秦元洲捧着一把鱼食,心情愉悦的逗弄着池中锦鲤。
忽然,身后传来一阵沉稳有力的脚步声,没有回头,秦元洲便知道来人是谁。
“你那好儿子已经铩羽折戟,不打算好生安慰他一二?”
“他若连这点坎儿也不过去,就不配当我儿子。”秦牧负手而立,目光犀利的回道。
“所以,这就是你一直看不上秦阙的理由?”秦元洲淡淡的笑着,带着一丝挖苦之意。
秦牧微微侧目,看了一眼自己的亲爹,蹙眉回道:“他与天道比起来,差的太远。属于烂泥扶不上墙的那种。”
“一个歌伎生出来的儿子,又能强到哪去?”秦元洲轻蔑的嗤笑了一声。
“至少比你挑选的,所谓的秦家主母生的儿子要好。”秦牧平静的回怼了一句。
“既然他那么优秀,为何还输给了一个赘婿?”秦元洲淡淡的抬了抬眼皮,神色讥诮:“若我没记错的话,这已经是他第二次惨败。”
“第一次阵仗倒是挺大,瞒着老夫葬送了秦公馆两名贵人,却斗不过只露了个脸的萧巾帼。”
“这第二次,更是让你拉下老脸,去牵制叶鸿富,牵制萧王族,可最终还是落了个一败涂地。”

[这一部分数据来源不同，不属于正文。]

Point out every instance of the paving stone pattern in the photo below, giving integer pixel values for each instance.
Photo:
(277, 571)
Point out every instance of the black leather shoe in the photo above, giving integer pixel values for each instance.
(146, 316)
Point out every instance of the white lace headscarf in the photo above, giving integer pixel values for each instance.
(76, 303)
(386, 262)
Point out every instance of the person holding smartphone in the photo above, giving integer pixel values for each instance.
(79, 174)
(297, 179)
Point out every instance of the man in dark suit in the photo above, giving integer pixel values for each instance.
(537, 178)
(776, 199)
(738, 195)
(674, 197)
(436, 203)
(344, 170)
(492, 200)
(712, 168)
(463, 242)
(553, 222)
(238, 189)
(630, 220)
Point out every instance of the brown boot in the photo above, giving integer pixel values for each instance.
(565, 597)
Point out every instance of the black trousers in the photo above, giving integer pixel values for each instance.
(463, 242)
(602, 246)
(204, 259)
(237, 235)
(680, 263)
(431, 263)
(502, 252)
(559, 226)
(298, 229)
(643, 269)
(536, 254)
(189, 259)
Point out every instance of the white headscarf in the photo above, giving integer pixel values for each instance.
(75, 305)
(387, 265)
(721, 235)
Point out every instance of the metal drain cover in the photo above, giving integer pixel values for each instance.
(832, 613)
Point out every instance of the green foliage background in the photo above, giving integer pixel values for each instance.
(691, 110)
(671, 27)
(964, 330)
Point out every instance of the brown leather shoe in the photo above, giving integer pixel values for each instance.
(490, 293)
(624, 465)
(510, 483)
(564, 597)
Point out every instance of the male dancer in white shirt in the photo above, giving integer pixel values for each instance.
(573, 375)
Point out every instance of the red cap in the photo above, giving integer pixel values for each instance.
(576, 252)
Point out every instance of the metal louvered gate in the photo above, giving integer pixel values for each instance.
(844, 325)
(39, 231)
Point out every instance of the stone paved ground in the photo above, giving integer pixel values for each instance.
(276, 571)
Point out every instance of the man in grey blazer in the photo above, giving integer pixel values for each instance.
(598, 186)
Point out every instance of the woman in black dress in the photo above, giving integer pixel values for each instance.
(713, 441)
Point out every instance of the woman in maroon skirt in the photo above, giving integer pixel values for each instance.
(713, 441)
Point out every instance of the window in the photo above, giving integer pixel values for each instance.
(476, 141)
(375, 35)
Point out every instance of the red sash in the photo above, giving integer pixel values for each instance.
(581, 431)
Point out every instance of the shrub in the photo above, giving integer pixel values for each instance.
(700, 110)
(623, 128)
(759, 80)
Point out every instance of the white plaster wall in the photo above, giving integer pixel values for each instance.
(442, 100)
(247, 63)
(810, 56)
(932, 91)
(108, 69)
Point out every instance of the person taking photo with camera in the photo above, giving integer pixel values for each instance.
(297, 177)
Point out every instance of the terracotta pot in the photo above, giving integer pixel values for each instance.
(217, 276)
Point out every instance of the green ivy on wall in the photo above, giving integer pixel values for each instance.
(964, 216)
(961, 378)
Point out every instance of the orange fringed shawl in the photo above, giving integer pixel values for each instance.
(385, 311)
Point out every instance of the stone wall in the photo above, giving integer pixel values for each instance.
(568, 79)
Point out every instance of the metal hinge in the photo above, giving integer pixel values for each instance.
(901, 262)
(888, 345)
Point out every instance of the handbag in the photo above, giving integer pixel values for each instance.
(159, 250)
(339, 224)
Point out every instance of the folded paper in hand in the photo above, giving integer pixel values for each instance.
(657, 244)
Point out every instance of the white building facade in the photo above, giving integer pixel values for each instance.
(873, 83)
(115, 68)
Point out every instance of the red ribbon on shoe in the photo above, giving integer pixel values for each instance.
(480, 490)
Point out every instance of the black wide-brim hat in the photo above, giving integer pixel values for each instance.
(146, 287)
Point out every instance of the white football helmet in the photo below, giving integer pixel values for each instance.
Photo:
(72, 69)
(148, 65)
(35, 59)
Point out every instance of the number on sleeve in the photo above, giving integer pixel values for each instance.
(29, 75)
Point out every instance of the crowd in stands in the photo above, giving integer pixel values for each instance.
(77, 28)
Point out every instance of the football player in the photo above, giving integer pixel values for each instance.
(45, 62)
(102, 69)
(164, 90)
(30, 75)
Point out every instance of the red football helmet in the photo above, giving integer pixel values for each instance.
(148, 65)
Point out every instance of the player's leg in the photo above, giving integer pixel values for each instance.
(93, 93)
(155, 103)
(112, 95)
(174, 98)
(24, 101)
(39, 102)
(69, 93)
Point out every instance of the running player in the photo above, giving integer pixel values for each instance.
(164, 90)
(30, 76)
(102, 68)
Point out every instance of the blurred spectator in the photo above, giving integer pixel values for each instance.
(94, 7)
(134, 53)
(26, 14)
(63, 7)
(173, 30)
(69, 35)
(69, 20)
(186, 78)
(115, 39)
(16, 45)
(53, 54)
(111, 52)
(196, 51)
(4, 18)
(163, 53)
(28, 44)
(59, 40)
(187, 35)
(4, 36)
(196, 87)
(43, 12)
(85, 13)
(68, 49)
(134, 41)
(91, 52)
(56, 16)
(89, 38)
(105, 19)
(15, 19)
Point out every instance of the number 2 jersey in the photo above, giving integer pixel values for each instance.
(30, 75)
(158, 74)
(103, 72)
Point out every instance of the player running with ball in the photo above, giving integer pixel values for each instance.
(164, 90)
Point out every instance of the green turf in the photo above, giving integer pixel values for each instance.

秦元洲嗤笑着摇了摇头,满脸鄙夷:“这就是你口中的好儿子?这就是你辛辛苦苦栽培了二十多年的秦家少主?”
“秦牧啊秦牧,你就不怕你这好儿子,以后恨死你?”
当老子的,把自己的亲儿子数落的里外不是人,把自己的亲孙子看的连坨屎都不如。
许太初若是在这儿,估计能震惊的好几天睡不着。
甚至都有可能打破原则,亲自给秦元洲点根烟,并竖着大拇指称赞一句:秦老慧眼!
面对父亲的冷嘲热讽,秦牧依旧不为所动。
他目光平静的望着池塘的风景,淡淡道:“我来找你,不是跟您争吵这个的。”
“可老夫只想跟你聊这个。”秦元洲像个老顽童,笑呵呵的回道:“看着那小子吃瘪,我别提多高兴了,不失败几次,怎能让家里的元老看清他真实的能力?”
“以前有秦家少主光环加持,他做事几乎没有任何人忤逆,向来顺风顺水,可一旦遇到棘手的,你看看,他还有什么本事?”
“有秦家相助,他依旧一败涂地,若没了秦家呢?他连那个林家赘婿十分之一都比不上。”
“你口口声声说的赘婿,如今已成了洛城新的天骄。”秦牧神色漠然的回道:“莫说天道不如他,这洛城少年,有几人能与之相比?”
“伪君子陆佑明?还是小心眼的顾乘风?又或者,叶鸿富那个草包儿子。”
“我儿输给他,不冤,但秦公馆若输给了他,会成为天下人的笑柄。”
闻听此言,秦元洲已然猜到了自己这儿子前来的目的。
苍老的眸子微微眯起,他似笑非笑的问道:“所以,你来是想告诉我,打算以秦公馆的力量,将那许家小子扼杀在摇篮中?”
“父亲,你应该已经听到某类声音了。”
秦牧目光微凝,眸低泛着冰冷的色彩:“他们说,许太初是洛城新生代的代表,未来必将一飞冲天。”
“他们说,现在靠拢许太初,以后会有享之不尽的荣华富贵。”
“他们更说,未来有一天,有许太初所在的林家,或许会成为新的公馆,甚至有可能,超越秦叶,成为萧王族下,第一家族。”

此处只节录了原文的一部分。